O que agora se revela é estarrecedor. Por exemplo: o cardeal Raúl Primatesta, arcebispo de Córdoba naquele 1978 de péssima memória, chegou a advertir o general Videla, durante um almoço junto a outros altos mandos da Igreja Católica, que o costume de ‘desaparecer’ presos políticos – ou seja, assassinar e depois sumir com os corpos – era um método que poderia ‘trazer más consequências’. Ele quase disse o seguinte: matar, dá para entender; sumir com os corpos, não.
O arcebispo de Buenos Aires, cardeal Juan Aramburu, foi na mesma direção: disse que era preciso encontrar um jeito para que as pessoas parassem de fazer perguntas sobre os desaparecidos. Vale repetir: o Vaticano sabia de tudo, o tempo todo.
Poucos dias antes da revelação feita por Verbitsky, outro documento – elaborado por médicos argentinos – denunciou a participação de pelo menos mil e duzentos de seus colegas em crimes de lesa humanidade. Acompanhavam ou participavam de sessões de tortura, supervisionavam o andamento dos tormentos, indicavam quando parar ou, em casos extremos e sem volta, quando liquidar de vez com a vítima. Não apenas médicos: também enfermeiros, psicólogos e paramédicos foram cúmplices ativos e diretos.
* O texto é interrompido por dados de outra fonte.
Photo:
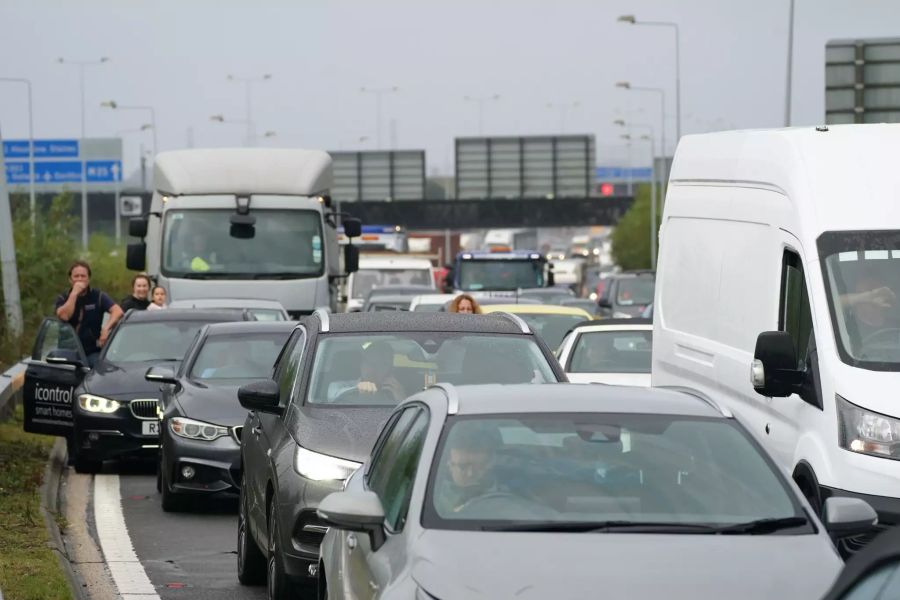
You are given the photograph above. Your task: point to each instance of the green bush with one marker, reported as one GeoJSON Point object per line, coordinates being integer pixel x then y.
{"type": "Point", "coordinates": [43, 256]}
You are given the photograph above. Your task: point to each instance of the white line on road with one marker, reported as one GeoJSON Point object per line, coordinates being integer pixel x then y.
{"type": "Point", "coordinates": [127, 571]}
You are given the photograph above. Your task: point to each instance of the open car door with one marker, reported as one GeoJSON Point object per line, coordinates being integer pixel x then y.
{"type": "Point", "coordinates": [56, 367]}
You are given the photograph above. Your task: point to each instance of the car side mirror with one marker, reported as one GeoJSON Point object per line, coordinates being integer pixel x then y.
{"type": "Point", "coordinates": [846, 517]}
{"type": "Point", "coordinates": [161, 374]}
{"type": "Point", "coordinates": [261, 396]}
{"type": "Point", "coordinates": [774, 370]}
{"type": "Point", "coordinates": [355, 511]}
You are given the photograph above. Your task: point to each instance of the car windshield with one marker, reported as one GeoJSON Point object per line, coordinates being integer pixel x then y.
{"type": "Point", "coordinates": [365, 280]}
{"type": "Point", "coordinates": [384, 369]}
{"type": "Point", "coordinates": [160, 340]}
{"type": "Point", "coordinates": [238, 356]}
{"type": "Point", "coordinates": [552, 328]}
{"type": "Point", "coordinates": [862, 277]}
{"type": "Point", "coordinates": [285, 244]}
{"type": "Point", "coordinates": [539, 469]}
{"type": "Point", "coordinates": [635, 290]}
{"type": "Point", "coordinates": [612, 352]}
{"type": "Point", "coordinates": [475, 275]}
Havia médicos civis que se juntavam aos seus companheiros fardados. Todos eles tiveram participação direta no mais abominável dos crimes cometidos pela ditadura que sufocou o país entre 1976 e 1983: separar os recém-nascidos de suas mães nos centros de tortura, e entregá-los a famílias que ninguém sabe ao certo quais foram.
Havia pelo menos 30 maternidades clandestinas. As mulheres davam à luz algemadas e encapuzadas, para não ver a cara dos médicos que as atendiam. Os bebês eram encaminhados a doações ilegais, as mães eram encaminhadas ao matadouro. Pelo menos 500 delas morreram sem saber o destino de seus filhos.
Também eram médicos os que aplicavam injeções dopantes em prisioneiros que eram retirados dos centros de tortura, embarcados vivos em aviões e, vivos, atirados no oceano Atlântico ou nas águas do rio da Prata. Não se conhece nenhuma estatística confiável sobre quantos dos desaparecidos desapareceram assim. O que sim, se sabe, é que dos cinco mil presos que passaram pelo mais notório centro de tormentos, o que funcionava na antiga ESMA (Escola Superior de Mecânica da Armada), pouco mais de 200 sobreviveram. Quantos dos outros foram jogados de aviões no vazio?
Existe um claro pacto de silêncio entre esses assassinos que um dia fizeram o juramento de Hipócrates, em que se comprometeram não a ser hipócritas para sempre, mas a, para sempre, salvar vidas humanas. E é esse pacto de silêncio que precisa ser roto, para que se saiba quem é quem entre os médicos do país.
Sim, é verdade: quanto mais se avança, na Argentina, no caminho da busca da verdade, do resgate da memória e do cumprimento da justiça, mais silêncios são rompidos, mais horrores são revelados. Mais justiça é feita.
Quanto mais a Argentina avança na revelação da verdade de seus tempos de opróbrios, mais se livra do peso e da mancha da impunidade. E mais claro fica que um país que não conhece a verdade do próprio passado não saberá merecer o próprio presente, e muito menos saberá aproximar o futuro.
Um vasto silêncio – o da cumplicidade da Igreja Católica com o regime genocida – se rompe cada vez mais. Outro vasto silêncio – o dos médicos transformados em carniceiros – começa a se romper de vez.
E assim, rompendo silêncios, removendo sombras, a Argentina ouve cada vez mais a própria voz, e sabe, cada vez mais, da importância da claridade.